The architecture decision: where calculations live

A promissory note is a deceptively simple instrument. It is mostly boilerplate, except for a handful of variable fields (borrower, lender, principal, interest rate, payment dates) and a handful of derived values (monthly payment, total interest, late-fee thresholds, balloon amount). The "automatic calculation" part is whatever you build to compute those derived values reliably.

There are only three places that math can live, and the choice has consequences:

  1. Inside the document template itself, on a no-code platform that supports calculated fields.
  2. In a workflow step that runs before document generation, with the PDF fill step staying purely declarative.
  3. In your own code, using a PDF generation library or fill API as the final render step.

Each is a real, defensible choice. The differences come down to who maintains the math, how the calculations get tested, and how easily you can produce an audit trail when a borrower disputes a number two years from now.

Path A: a no-code platform with calculations built into the template

If a non-engineer is going to maintain the template and the math, this is the right path.

Gavel offers a no-code Blueprint builder that turns a Word doc or fillable PDF into a template, then layers on numerical calculations (basic arithmetic operators) and conditional logic. Per Gavel's published pricing page, entry pricing starts at $83 per month.

HotDocs (now part of Mitratech after the 2024 acquisition) is the long-running enterprise option. It supports complex calculations and conditional clauses inside templates and is the standard at large law firms and lenders that need to model unusual payment structures (graduated rates, balloons, leap-year interest). HotDocs pricing is custom and not published.

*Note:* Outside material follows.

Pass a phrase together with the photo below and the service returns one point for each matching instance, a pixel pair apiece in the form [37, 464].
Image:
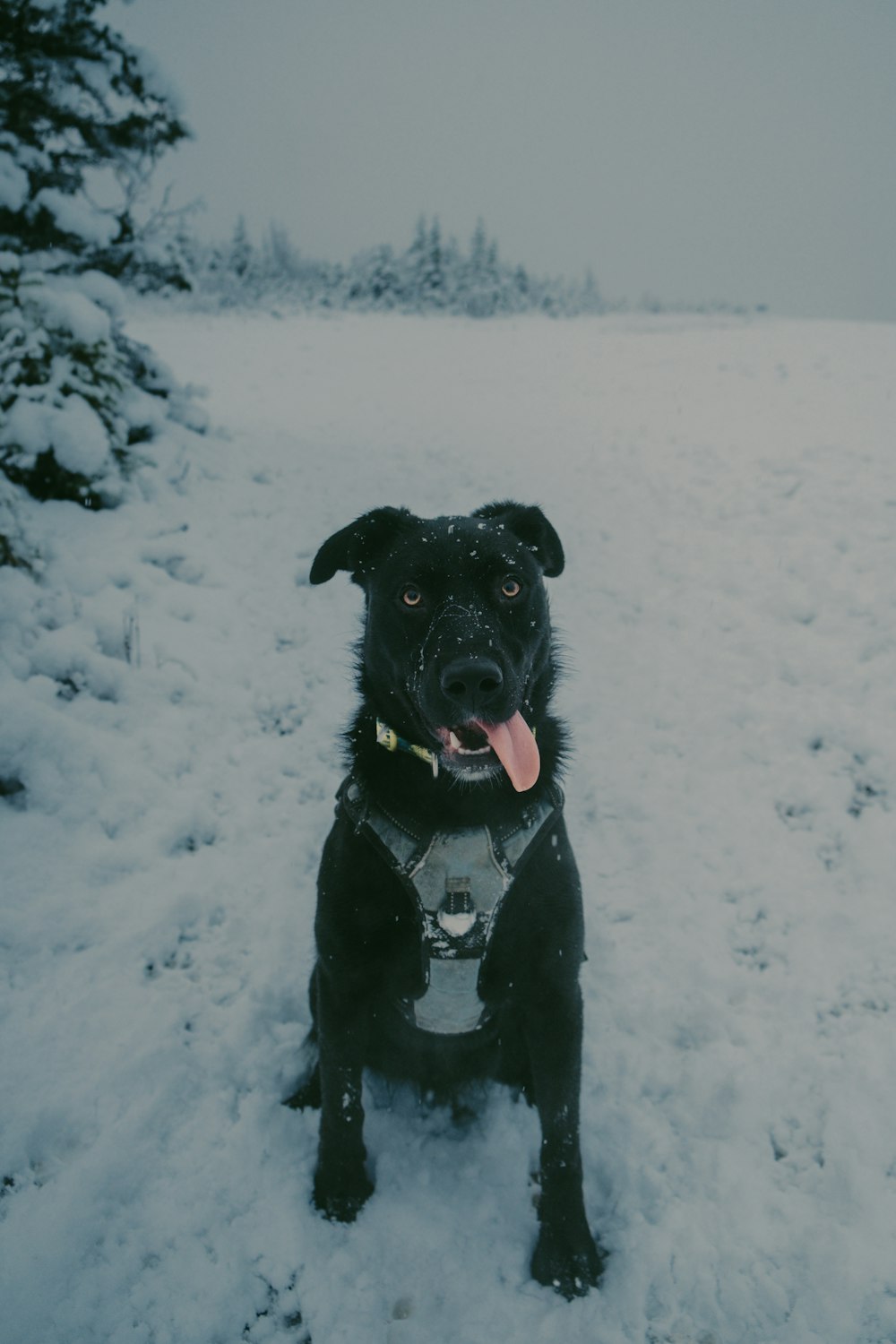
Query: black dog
[449, 918]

PandaDoc offers pricing tables with automatic calculations for line-item totals on its Starter plan ($19 per user per month annual, $35 per user per month monthly, per PandaDoc's pricing page). Note that PandaDoc's API access is gated to Enterprise pricing, which matters if you want to drive promissory note generation programmatically.

When this path fits: small to medium volume, infrequent template changes, the person editing the template should not need to know JavaScript, and you do not need to integrate with a CRM, lending platform, or LMS in real time.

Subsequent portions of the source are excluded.